When it comes to retirement income, timing is everything. You can start Social Security as early as 62, but waiting until age 70 can increase your monthly benefit by up to 8% per year. The challenge? Covering living expenses in the meantime.
That’s where a reverse mortgage can help.
How a Reverse Mortgage Works
A reverse mortgage lets homeowners aged 62+ convert part of their home equity into tax-free cash — without selling their home or making monthly payments. You can receive the funds as a lump sum, a monthly income, or a flexible line of credit.

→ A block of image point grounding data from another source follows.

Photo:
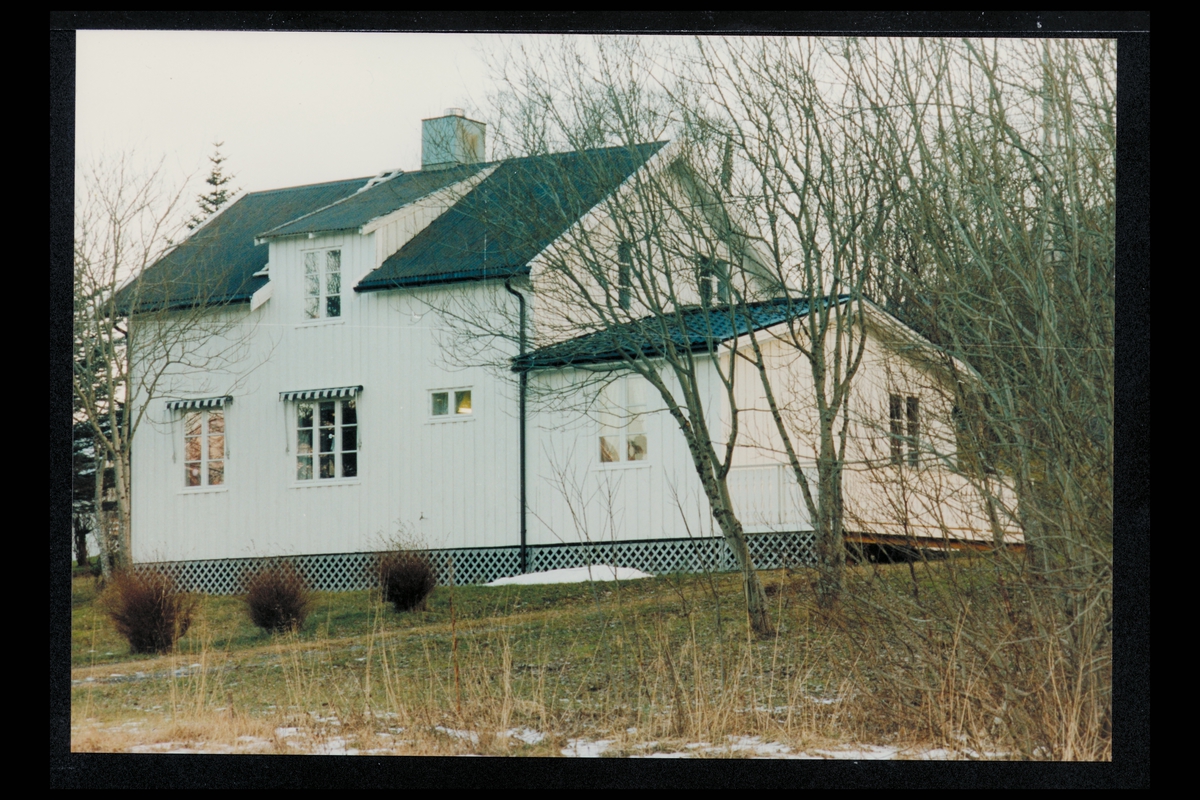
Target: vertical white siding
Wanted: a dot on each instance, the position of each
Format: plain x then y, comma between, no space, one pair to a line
451,483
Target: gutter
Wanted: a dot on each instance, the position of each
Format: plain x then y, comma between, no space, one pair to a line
521,416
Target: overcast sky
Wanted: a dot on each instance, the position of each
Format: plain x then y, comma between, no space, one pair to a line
291,107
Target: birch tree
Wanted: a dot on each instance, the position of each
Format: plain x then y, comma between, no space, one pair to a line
133,329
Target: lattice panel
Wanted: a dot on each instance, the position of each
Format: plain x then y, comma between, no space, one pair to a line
354,571
467,566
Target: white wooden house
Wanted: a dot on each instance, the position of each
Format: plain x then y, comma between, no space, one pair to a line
335,402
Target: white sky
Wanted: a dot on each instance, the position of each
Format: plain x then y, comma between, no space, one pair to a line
291,107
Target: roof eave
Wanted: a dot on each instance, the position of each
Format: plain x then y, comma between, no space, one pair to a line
463,276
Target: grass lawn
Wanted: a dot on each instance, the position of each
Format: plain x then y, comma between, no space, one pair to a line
645,666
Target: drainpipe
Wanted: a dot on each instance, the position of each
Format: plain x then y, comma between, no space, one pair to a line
521,415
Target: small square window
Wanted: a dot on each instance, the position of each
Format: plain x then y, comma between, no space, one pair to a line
441,403
450,404
204,447
462,402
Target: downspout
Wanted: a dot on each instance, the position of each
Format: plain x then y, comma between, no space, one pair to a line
521,415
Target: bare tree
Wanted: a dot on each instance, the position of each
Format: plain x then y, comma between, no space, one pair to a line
803,172
1002,160
653,269
135,329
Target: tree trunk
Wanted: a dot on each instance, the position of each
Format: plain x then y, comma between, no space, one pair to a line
756,599
831,541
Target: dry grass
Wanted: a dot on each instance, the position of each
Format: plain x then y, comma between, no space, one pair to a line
660,663
279,599
406,578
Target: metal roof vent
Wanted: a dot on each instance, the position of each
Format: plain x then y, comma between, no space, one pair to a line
451,139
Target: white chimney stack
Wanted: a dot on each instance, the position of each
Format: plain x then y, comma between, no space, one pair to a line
451,139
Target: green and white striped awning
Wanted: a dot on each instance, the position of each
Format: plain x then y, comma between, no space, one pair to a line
321,394
201,402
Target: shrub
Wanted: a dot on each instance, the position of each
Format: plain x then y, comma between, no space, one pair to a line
148,609
406,578
279,599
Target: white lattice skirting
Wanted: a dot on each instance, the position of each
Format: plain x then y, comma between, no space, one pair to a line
353,571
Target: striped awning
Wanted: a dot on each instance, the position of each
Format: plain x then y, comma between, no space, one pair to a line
321,394
201,402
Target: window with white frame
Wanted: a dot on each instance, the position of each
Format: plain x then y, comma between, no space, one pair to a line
204,447
323,283
904,428
713,280
624,275
623,421
450,404
327,439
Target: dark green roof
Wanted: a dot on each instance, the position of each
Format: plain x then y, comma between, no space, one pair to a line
693,329
381,199
216,264
509,217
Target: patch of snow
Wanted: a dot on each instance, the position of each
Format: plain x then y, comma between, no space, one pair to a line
467,735
575,575
586,747
528,735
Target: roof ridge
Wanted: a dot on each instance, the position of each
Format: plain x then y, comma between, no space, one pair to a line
299,186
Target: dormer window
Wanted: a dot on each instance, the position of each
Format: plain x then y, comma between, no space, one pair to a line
624,275
713,278
323,283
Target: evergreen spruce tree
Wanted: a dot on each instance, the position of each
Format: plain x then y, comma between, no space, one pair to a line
219,194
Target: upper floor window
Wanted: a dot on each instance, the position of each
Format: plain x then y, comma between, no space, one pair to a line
327,439
904,413
623,421
204,447
323,283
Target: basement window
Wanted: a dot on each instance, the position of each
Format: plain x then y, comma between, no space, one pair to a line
204,451
327,439
904,428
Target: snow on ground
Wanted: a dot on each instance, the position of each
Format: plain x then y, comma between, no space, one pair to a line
575,575
299,740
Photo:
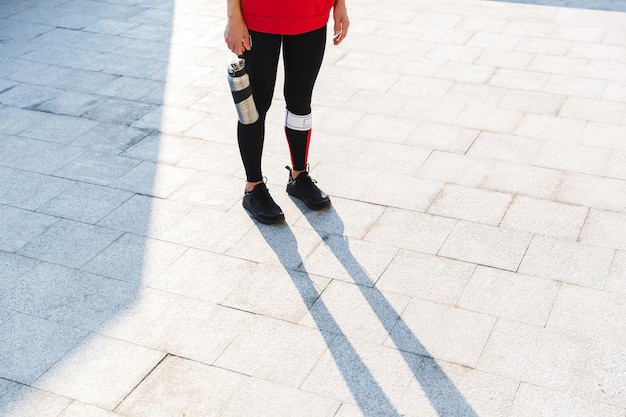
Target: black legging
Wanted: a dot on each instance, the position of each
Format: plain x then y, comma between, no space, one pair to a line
302,56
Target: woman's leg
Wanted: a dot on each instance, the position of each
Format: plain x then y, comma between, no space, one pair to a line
261,64
303,55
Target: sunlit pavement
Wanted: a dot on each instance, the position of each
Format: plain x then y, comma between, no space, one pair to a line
473,262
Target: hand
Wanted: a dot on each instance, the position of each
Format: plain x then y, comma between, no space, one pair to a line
340,15
236,36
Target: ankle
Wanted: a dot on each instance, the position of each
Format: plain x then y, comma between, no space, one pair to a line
295,173
250,185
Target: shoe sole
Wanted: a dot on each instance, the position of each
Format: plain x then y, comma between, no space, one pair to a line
263,220
309,204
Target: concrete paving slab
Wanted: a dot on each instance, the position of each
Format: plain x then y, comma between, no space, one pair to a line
474,154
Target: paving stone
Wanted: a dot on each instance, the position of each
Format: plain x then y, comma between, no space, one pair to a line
520,79
617,275
550,64
558,361
105,382
358,312
262,398
509,295
547,127
534,400
68,296
616,167
172,149
349,260
363,374
411,230
589,313
30,345
486,245
217,192
431,278
526,180
546,218
533,102
194,329
277,292
415,86
503,58
576,86
468,73
396,158
69,243
59,128
29,190
86,203
169,120
28,95
20,400
21,226
118,111
14,120
38,156
181,386
441,137
70,103
78,409
435,111
153,179
84,81
385,104
573,158
604,228
456,169
276,351
480,206
156,215
417,193
593,110
505,147
567,261
417,332
134,258
448,389
474,98
203,275
13,266
591,191
226,229
96,168
39,74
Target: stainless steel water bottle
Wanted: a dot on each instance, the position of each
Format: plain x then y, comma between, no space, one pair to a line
242,93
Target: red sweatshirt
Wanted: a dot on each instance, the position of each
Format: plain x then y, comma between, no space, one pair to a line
286,17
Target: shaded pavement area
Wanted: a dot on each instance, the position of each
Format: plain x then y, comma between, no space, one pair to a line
473,262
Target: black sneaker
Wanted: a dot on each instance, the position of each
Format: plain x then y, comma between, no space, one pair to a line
261,205
304,188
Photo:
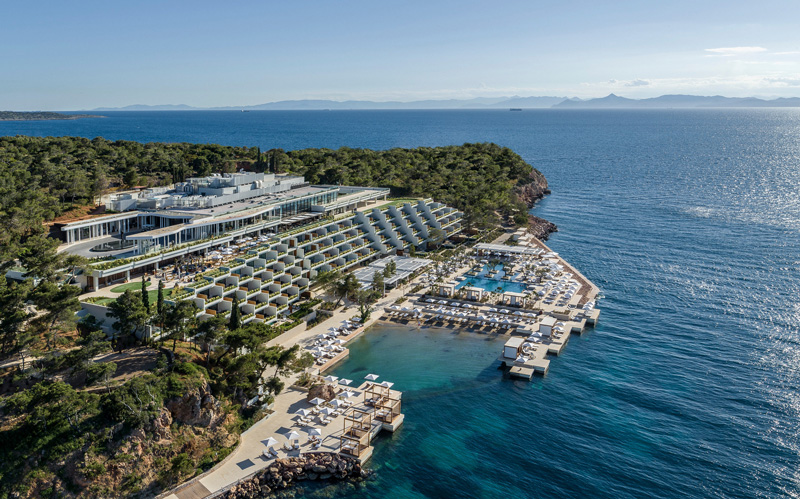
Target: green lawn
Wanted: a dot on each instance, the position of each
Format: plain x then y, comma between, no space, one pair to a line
136,286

By using these funds strategically, you can delay Social Security benefits, increasing your
lifetime income.
Why This Strategy Can Make Sense
Let’s say you’re 64, retired, and own your home outright. You could draw modest monthly payments from a reverse mortgage until age 70, allowing your Social Security benefit to grow.
By doing so, you:
• Increase lifetime Social Security income
• Stay in your home
• Preserve other savings longer
• Receive tax-free proceeds
Is It Right for You?
Using a reverse mortgage to delay Social Security may be smart if you:
• Have substantial home equity
• Plan to stay in your home long-term
• Want to maximize guaranteed retirement income
Bottom Line
A reverse mortgage can be a valuable bridge — giving you the flexibility to delay Social Security and enjoy higher benefits later. But like any financial tool, it’s best used as part of a well-planned retirement strategy.